In der Review wird allerdings auch deutlich, wie unterschiedlich die Resultate der bisherigen Studien ausfallen. Auch wenn einige Humanstudien klare dysbiotische Auswirkungen auf die Darmmikrobiota festgestellt haben, berichten viele randomisierte kontrollierte Studien über das Fehlen signifikanter Auswirkungen [2]. Wenn wir uns aber noch einmal die oben genannte Studie aus dem Jahr 2021 vor Augen führen, so zeigt diese einen sehr klaren negativen Effekt der dort untersuchten Süssstoffe. Dabei wurde gezeigt, dass bereits zwei Dosen Coca-Cola Light eine Süssstoffkonzentration enthalten, welche die Schädlichkeit von E. coli und von E. faecalis deutlich verstärken, indem diese die Darmwand überwinden und in den Blutkreislauf gelangen können [1].
Zu Stevia wurde im April 2022 eine Übersichtsarbeit über 14 Studien veröffentlicht. Es handelt sich dabei einzig um in vitro, also nicht am Menschen durchgeführte Studien. Die Mehrheit der Studien zeigten dabei sogar ein sehr positives Resultat, indem Stevia-Substanzen eine probiotische Wirkung zum Schutz vor Entzündungsprozessen und Dysbiose nachahmen konnte. Aber auch das war wieder nur eine Seite der Medaille und so zeichneten auch hier wieder ein paar Studien ein anderes Bild [5].

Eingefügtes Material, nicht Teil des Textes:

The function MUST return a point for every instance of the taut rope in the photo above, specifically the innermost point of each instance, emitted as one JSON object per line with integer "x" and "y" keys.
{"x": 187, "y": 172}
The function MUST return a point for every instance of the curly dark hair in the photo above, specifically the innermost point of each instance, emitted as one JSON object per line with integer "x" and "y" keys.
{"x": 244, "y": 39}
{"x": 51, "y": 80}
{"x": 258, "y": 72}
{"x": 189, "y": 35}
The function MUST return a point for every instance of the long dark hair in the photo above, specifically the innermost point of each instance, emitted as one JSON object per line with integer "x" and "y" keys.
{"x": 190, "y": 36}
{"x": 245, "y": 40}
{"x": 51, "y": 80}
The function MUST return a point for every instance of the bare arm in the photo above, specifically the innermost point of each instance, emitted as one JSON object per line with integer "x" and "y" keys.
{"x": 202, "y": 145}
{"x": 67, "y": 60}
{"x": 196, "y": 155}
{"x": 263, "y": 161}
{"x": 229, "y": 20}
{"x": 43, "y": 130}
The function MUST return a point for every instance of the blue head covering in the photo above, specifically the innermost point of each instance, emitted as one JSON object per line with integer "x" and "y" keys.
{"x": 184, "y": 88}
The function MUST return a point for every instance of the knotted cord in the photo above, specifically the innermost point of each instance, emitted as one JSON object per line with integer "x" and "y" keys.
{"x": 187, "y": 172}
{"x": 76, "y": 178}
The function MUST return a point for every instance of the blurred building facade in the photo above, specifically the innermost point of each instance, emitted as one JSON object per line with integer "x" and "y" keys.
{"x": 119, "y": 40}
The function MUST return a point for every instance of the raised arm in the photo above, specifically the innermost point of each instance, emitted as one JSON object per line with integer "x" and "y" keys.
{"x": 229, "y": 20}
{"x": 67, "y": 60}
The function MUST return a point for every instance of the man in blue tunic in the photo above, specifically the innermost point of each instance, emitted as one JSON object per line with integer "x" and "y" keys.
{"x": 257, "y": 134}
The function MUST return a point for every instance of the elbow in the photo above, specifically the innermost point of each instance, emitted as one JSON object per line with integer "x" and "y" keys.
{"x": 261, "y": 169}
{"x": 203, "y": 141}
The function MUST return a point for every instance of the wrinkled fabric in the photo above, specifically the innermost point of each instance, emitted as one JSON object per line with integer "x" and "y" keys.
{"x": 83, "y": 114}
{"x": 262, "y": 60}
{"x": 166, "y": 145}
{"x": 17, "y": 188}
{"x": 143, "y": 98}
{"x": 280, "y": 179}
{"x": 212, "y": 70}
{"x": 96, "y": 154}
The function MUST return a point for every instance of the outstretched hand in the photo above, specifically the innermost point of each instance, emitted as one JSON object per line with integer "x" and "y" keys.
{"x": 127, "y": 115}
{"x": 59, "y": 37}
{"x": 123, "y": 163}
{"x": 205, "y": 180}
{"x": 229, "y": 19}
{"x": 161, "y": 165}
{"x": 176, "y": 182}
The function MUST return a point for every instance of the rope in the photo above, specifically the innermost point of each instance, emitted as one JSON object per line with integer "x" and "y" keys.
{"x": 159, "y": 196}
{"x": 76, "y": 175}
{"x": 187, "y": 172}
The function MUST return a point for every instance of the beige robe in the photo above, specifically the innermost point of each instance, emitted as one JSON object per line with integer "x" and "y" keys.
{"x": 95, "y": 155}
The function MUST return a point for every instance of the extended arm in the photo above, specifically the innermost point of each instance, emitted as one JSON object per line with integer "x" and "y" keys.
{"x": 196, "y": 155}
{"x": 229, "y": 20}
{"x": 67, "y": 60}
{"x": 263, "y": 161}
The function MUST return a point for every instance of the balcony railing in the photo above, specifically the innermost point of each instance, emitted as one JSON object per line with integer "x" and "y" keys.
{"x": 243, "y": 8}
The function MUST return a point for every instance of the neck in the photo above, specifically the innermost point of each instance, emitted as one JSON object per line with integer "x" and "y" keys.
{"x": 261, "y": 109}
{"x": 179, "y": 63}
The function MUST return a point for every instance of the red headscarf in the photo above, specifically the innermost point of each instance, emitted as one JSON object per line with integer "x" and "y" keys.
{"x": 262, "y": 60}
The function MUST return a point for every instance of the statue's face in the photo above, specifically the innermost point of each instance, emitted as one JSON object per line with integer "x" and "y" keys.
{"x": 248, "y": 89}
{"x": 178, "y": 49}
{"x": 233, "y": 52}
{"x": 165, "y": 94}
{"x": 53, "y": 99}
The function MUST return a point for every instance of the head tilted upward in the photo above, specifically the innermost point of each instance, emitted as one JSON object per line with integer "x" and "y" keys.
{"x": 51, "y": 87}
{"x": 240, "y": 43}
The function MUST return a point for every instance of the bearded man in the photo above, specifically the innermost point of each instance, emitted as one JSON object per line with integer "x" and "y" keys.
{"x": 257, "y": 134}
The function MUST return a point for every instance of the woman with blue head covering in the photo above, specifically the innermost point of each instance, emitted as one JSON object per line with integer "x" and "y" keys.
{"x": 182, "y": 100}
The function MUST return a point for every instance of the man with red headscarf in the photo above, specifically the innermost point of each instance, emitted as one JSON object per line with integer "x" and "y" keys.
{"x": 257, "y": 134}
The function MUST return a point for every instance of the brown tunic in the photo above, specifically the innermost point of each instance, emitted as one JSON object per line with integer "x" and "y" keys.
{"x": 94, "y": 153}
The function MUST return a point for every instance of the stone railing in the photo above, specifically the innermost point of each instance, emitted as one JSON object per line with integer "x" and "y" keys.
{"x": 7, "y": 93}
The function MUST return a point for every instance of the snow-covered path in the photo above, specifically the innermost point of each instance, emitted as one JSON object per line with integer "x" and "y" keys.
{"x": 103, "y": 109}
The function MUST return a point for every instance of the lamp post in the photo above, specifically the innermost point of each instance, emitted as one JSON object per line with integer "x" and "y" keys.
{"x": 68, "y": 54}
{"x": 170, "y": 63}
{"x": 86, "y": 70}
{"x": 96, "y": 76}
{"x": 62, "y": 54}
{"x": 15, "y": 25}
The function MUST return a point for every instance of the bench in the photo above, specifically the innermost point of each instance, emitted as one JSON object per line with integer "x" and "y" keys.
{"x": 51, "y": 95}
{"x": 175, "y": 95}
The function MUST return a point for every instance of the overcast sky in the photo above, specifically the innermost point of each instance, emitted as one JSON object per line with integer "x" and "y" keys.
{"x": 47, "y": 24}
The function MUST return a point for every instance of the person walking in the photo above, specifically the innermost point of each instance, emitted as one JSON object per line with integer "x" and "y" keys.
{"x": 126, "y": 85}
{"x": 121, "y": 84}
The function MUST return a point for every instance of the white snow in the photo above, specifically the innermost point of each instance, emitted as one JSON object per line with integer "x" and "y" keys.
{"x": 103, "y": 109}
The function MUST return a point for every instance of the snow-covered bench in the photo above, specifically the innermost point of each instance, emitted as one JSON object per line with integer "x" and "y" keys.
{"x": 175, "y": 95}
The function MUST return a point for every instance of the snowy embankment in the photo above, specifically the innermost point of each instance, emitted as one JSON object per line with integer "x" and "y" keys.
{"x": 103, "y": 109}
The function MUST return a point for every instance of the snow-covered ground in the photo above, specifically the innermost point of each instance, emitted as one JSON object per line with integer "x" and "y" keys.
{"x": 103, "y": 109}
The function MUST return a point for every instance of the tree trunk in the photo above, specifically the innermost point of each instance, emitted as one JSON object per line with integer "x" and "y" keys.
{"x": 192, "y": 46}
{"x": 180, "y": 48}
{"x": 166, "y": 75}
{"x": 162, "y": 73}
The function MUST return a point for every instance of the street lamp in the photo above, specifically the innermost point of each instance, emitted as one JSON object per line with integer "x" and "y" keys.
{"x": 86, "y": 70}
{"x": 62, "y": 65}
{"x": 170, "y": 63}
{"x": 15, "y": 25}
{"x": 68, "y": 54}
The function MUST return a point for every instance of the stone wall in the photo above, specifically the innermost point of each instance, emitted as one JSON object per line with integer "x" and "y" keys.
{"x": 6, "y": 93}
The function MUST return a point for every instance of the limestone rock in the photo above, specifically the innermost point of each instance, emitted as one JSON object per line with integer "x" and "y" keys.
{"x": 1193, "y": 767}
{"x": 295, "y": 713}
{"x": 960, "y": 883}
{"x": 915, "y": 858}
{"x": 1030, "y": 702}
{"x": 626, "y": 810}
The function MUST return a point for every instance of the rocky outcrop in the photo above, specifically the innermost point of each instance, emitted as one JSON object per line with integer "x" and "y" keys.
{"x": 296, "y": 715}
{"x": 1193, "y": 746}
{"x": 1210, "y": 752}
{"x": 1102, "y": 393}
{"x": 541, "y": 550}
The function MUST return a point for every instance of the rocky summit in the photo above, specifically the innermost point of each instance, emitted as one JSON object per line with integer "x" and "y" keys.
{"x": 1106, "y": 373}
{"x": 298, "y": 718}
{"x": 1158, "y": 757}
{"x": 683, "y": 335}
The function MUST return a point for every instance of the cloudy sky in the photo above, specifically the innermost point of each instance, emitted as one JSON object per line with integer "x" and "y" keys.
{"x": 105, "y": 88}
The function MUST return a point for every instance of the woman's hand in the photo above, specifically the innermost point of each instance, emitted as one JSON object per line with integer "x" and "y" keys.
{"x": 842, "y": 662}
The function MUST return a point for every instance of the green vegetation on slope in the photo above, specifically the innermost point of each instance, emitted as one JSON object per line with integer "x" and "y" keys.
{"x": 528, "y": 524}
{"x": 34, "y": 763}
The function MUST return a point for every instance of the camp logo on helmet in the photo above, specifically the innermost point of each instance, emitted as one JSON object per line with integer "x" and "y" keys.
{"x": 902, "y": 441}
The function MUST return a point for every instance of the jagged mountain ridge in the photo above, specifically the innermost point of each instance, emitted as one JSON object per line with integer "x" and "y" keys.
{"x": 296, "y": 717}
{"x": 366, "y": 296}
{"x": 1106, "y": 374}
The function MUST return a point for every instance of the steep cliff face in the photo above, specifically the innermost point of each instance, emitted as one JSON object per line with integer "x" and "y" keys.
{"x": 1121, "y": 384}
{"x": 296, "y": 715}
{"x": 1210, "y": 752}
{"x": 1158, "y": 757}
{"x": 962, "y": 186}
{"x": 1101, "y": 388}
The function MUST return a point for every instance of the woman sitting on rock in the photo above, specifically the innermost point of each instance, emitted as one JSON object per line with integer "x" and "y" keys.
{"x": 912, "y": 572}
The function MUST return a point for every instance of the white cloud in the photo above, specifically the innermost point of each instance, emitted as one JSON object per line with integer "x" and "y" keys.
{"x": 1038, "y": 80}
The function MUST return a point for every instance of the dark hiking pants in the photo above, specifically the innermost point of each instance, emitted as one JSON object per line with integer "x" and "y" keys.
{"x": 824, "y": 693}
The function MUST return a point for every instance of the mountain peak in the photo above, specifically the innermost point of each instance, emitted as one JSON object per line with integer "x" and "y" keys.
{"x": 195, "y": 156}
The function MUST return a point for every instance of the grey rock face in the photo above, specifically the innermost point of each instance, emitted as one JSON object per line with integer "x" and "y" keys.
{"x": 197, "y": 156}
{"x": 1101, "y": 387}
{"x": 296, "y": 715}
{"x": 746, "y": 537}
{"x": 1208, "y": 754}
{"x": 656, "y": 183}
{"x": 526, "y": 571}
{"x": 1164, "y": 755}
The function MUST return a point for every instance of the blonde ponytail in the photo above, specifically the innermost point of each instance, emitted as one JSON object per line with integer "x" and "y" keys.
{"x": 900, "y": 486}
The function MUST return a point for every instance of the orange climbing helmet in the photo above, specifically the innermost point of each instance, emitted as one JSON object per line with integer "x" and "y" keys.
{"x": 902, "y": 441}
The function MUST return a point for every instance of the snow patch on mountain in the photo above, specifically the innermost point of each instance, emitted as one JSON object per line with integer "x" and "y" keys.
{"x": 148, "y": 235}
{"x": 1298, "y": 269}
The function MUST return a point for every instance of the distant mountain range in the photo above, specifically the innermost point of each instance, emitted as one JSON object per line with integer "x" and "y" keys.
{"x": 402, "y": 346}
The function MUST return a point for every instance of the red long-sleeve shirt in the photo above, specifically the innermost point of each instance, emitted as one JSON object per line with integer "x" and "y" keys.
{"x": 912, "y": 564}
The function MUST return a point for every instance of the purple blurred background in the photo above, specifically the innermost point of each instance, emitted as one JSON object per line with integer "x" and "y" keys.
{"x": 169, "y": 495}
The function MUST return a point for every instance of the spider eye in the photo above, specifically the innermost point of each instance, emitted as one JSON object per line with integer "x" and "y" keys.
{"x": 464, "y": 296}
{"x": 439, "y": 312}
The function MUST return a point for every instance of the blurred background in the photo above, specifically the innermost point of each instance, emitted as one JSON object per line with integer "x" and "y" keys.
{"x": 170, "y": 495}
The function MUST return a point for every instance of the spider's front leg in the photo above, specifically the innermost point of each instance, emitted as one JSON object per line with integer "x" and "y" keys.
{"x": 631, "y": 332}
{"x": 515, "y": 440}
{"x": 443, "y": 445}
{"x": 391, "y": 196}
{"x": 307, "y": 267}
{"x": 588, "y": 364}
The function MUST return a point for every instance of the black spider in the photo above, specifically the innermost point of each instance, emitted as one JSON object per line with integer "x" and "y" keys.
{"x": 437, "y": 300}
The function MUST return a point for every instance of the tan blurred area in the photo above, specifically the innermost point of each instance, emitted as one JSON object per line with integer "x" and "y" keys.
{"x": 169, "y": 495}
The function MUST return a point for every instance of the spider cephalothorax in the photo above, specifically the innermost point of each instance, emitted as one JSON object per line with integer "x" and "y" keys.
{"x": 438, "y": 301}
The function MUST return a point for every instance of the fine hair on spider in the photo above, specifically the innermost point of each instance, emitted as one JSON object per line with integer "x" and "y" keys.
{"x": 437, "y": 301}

Was sich bei all den Studien sicher zeigt ist, dass der Effekt, wenn es denn einen gibt, auch von der Menge und der Regelmässigkeit der Einnahme der Süssstoffe abhängt.
Wie sieht es nun aber bei den Zuckeraustauschstoffen Xylit, Erythrit und Mönchsfrucht aus?
Erythrit und Xylit findet man heute in fast allen gängigen Supermärkten.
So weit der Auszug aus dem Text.